Déposé le 27/01/2015 à 18h01 Témoignages
Assise dans son fauteuil roulant, une dame que je n'ai jamais rencontrée sonne avec insistance. Je me permets de me présenter dans sa chambre, prête à aller informer les soignants si je ne peux répondre à sa demande ; mais c'est d'une cigarette dont elle a besoin.
Après avoir fait le tour de sa chambre pour y trouver ses cigarettes, son briquet et son verre de vin « parce que ça va si bien avec » précise-t-elle, elle m'emmène vers le fumoir ; un lieu parfaitement inhospitalier, où la fenêtre toujours ouverte nous fait croire que nous sommes dehors, la pureté de l'air et la vue en moins et dont l'odeur entêtante nous rappelle immédiatement l'objet de la visite.
Je ferme la fenêtre pour éviter de rajouter du froid au froid, entoure madame N. de sa robe de chambre et lui tends sa cigarette sans filtre. Elle pose son verre de vin sur la table, déplace un peu la maigre plante verte qui tente de survivre malgré le tabac, rapproche le cendrier et curieusement, ce rituel bien réglé me donne l'impression que je suis invitée chez elle à l'heure de l'apéritif.
L'allumage de la cigarette est long, laborieux. La flamme du briquet effleure à peine la cigarette, trop à droite, puis trop à gauche, puis s'éteint. Madame N. n'arrive pas à aspirer, tousse, puis recommence. Dans un silence religieux, ce geste se répète jusqu'au succès. Un grand sourire s'installe alors sur son visage, c'est une petite victoire sur la maladie, sur le temps, sur la mort.
Elle met sa tête en arrière, aspire une longue bouffée et ferme les yeux. Elle a l'air bien. Elle me fait penser à ces femmes installées sur leurs chaises longues, offrant leur visage détendu aux derniers rayons du soleil d'hiver, emmitouflées dans de grands plaids.
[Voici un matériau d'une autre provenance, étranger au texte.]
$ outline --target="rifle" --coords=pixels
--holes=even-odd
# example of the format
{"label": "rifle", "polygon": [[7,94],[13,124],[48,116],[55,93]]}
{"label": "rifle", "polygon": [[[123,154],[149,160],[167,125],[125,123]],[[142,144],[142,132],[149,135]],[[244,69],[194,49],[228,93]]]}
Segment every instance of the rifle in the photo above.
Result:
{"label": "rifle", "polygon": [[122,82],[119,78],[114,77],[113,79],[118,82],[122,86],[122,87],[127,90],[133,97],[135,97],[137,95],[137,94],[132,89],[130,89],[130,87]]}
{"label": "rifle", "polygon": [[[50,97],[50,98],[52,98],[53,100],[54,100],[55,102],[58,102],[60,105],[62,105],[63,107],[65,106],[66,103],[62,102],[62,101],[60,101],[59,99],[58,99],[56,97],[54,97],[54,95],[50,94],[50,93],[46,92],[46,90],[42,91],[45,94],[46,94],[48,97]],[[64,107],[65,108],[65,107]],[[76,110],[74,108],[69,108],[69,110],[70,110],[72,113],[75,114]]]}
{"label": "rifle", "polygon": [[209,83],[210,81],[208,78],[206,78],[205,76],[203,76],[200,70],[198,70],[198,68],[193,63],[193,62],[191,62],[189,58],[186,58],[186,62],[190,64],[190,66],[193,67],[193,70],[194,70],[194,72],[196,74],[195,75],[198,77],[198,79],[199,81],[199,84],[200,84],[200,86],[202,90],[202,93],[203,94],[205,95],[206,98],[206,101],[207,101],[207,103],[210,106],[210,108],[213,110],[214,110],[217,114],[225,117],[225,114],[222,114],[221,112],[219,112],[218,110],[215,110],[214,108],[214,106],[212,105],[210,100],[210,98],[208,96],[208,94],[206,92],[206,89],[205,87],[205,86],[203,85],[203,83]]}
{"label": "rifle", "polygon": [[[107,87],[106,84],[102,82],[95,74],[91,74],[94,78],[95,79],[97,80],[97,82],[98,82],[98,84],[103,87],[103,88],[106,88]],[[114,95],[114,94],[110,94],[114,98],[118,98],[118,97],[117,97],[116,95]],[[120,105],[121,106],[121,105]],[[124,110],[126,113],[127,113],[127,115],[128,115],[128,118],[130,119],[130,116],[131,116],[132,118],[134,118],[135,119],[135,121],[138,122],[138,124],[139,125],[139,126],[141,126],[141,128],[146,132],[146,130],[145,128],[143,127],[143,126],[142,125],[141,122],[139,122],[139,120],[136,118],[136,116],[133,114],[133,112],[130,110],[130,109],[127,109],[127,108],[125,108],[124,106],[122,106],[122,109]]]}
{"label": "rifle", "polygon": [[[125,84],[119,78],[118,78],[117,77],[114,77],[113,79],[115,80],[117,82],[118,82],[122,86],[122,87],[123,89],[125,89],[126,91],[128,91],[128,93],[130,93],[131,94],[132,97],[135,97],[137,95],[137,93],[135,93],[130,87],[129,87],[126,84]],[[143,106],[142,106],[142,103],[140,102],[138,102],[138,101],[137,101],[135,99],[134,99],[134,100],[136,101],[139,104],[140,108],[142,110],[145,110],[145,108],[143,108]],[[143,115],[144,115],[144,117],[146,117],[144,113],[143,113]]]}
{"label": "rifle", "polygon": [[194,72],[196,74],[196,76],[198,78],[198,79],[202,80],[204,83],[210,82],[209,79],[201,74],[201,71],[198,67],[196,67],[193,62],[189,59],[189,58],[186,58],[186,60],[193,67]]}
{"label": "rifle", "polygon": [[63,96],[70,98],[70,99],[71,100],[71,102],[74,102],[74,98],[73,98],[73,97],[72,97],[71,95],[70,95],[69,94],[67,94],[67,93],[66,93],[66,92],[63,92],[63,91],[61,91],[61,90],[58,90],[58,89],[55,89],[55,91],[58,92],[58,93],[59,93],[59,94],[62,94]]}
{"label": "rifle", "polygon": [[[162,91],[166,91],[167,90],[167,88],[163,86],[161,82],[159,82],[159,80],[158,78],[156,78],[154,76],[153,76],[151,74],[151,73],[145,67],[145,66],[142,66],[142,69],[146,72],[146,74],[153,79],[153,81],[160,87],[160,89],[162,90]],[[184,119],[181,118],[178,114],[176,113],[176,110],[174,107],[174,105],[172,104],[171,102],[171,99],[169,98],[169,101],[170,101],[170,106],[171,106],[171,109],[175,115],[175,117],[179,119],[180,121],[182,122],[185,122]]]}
Elle tend son bras pour prendre son verre de vin et en savoure une toute petite gorgée. Chaque geste est lent, harmonieux, à la fois difficile et léger parce que source de plaisir ; le silence qui nous entoure est léger lui aussi .Elle finit par me regarder et me dire :
- nous avons tous un désir d'éternité.
Elle laisse un temps et ajoute :
- nous voudrions des amours éternelles, des amitiés aussi, mais la vie nous apprend que ça n'existe pas.
Etonnante phrase qui vient de rompre le silence pour nous entrainer dans une quête de sens. Cette femme me confie ses peurs, ses amours, l'épreuve de la mort de sa compagne « tellement plus jeune que moi. Elle aurait dû partir après ».
Elle évoque sa mère aux yeux si bleus « les miens sont bien moins beaux, elle était tellement belle ». Et devant ses yeux passe un voile d'amertume, de regret. Je soutiens son regard, d'un vert profond que les années ont délavé, installant comme une distance entre elle et la vie.
- Je ne crois en rien vous savez ; j'aurais bien aimé, surtout quand j'ai perdu mon amie. Savoir qu'elle n'allait nulle part, qu'elle n'était plus rien, me retrouver face au néant. J'envie ceux qui croient ; au moins ils ont un après. Alors que moi...
Elle raconte l'évolution de sa maladie, la déformation de son corps, sa maigreur, la perte progressive de la marche, ses douleurs de la mâchoire ; elle est fatiguée de tout cela.
Elle boit à nouveau une gorgée de vin et prend une deuxième cigarette.
- C'est bon les deux ensemble, même si je sais que c'est mauvais !
Elle a un air gourmand, presque voluptueux l'espace d'un instant ;
- Vous savez ce qui empêche l'éternité en amour ? Je crois que c'est la sexualité.C'est compliqué la sexualité avec le temps. Les vraies amitiés ont plus de chance de durer parce qu'il n'y a pas de sexe.
Elle écrase sa cigarette et en prend une nouvelle. Son verre de vin est vide –dommage- Elle repose sa tête en arrière.
Le silence ne ressemble plus au précédent. Son regard se perd à travers la fenêtre vers un ailleurs qu'elle seule connaît. Nous sommes toutes les deux côte à côte dans cette petite pièce enfumée dont les murs semblent s'être repoussés l'espace d'un moment ; elle tend la main vers son paquet de cigarette, en sort une dernière méticuleusement, et me sourit :
- et pourtant... nous avons tous un désir d'éternité.